BarcelonaAugust 1989, Lluís Sitjar Stadium, Palma de Mallorca. This was the exact place and time when Barça's directors realized they had to sign Hristo Stoichkov. Several years ago, the Ciutat de Palma Tournament was always organized as part of the preseason, a typical summer championship that serves as a warm-up for the start of the season, to showcase new signings to the fans, and, in this case, to discover new ones. "We used to organize a tournament in Mallorca that included Barça or Real Madrid, Mallorca, and two teams from outside the island," recounts Josep Maria Minguella, the man who discovered Hristo Stoichkov and, at that time, a football agent. In that edition, the invited teams were Fortuna Düsseldorf and CSKA Sofia, the team of the famous Bulgarian striker. Barça and CSKA faced each other in the first "semifinal."

Hristo was the star of that match. He scored a goal, but he was also sent off due to his fiery temper. This incident shaped his future. "I remember a very iconic image. When he was sent off, he walked past Johan Cruyff's bench and pointed at him. Cruyff loved this. He said: 'That's the kind of player I need,'" says Xavier Torres, a sports journalist and friend of Stoichkov, in the documentary. Christ the indomitable3Cat has just been released.

Minguella wanted the player to meet Johan immediately, but this meeting had to be conducted in complete secrecy.

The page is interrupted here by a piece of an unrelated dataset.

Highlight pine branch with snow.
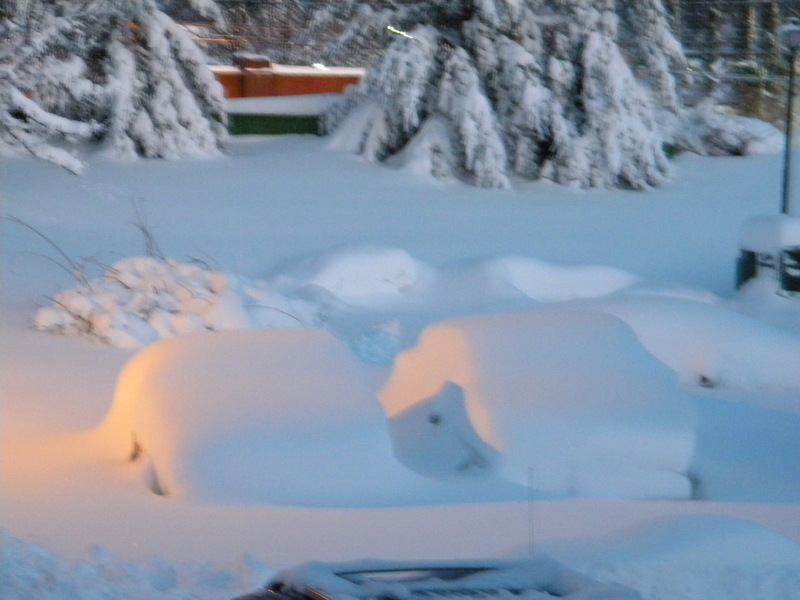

Neither the Barça nor the CSKA board could find out about the encounter. Stoichkov had to use his ingenuity to escape from one hotel to another. He took advantage of the fact that the Bulgarian team was going for a walk after dinner, excusing himself by saying he had a stomach ache and would stay in his room. Later, he bribed the doctor not to examine him and thus spoil his deception. He had half an hour in total, which he used to get into Minguella's car, go to the Barça hotel, and return to his room. All without anyone noticing. "The first image that stuck with me was that the manager (Cruyff) had a large scar from an operation. That's all I could focus on," Stoichkov explains about his first meeting with Cruyff. "He told me he wanted me on the team, but that nobody could know anything, only Minguella, him, and me. This completely changed my mindset about what I had to do. It was the year I played my best matches in Bulgaria," Hristo recalls. This great season earned him the Golden Boot, shared with Hugo Sánchez, after scoring 38 goals.

In November 1989, the Berlin Wall fell, and with it, many of the communist laws and regulations imposed on several European countries. One of these many laws stipulated that Bulgarian players under 28 years of age could not be transferred outside their country. This was the key that unlocked Stoichkov's negotiations with Barça. "The first meeting I had with the CSKA president was at eight in the morning in the offices of the National Stadium in Sofia. There was a soldier at the door, and I had to show him my passport to go up to the offices," Minguella recounts in the documentary. "We walked into a room and there were five or six CSKA executives having yogurt and vodka for breakfast," recalls the former football agent about the first meeting he had to bring Stoichkov to the Catalan club. Several sips of vodka later, Hristo landed in Catalonia for 400 million pesetas, just under two and a half million euros. Unknown, yet equally exciting, the Bulgarian player became one of the most important footballers in the entire history of FC Barcelona. "I know people, colleagues and friends of mine, who still carry a picture of Stoichkov in their wallets because of everything he meant to Barça," explains Carles Viñas, a historian, in the documentary. This is just a tiny example of how Stoichkov's figure remains very much alive in Barcelona, ​​even though his time in the city ended almost thirty years ago.